The UNDP, which oversees more than $6 million donated to the court, said in a statement last month that the audit had been triggered by reports in late 2006 that had raised concerns about the transparency of hiring procedures at the tribunal.

It remains unclear whether Candide will, during this visit, be looking into the contentious allegations that Cambodian court officials, including judges, had to kick back part of their salaries in exchange for their jobs.

“[Candide’s] mandate I would think would be broad enough to uncover that sort of activity were it taking place,” Foster said.

Staffers on the Cambodian side of the court have vigorously denied those allegations, which were first publicized in a Feb 14 statement by the Open Society Justice Initiative, a New York-based group that has been monitoring and supporting the tribunal since 2003.

In a Feb 16 letter to OSJI Exe­cutive Director James Gold­ston, the court’s Director of Admin­istration, Sean Visoth, said the UNDP-commissioned audit had nothing to do with the kickback allegations.

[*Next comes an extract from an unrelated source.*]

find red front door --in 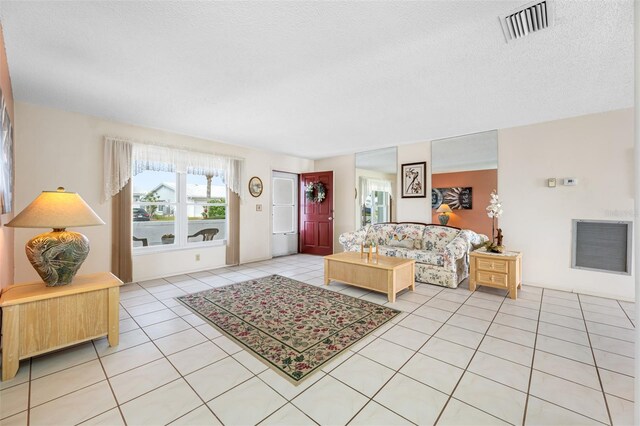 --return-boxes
[300,172,333,256]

ECCC Public Affairs Chief Hel­en Jarvis declined to comment Wednesday on the audit.

Gilbert Bitti, a senior legal advisor at the International Criminal Court in the Hague, said in an interview earlier this month that anything that throws into question the impartiality of judges—including kickbacks for jobs—could become an issue once a case goes to court.

“Everything may become an issue. This is why independent trials are difficult for some states,” he said.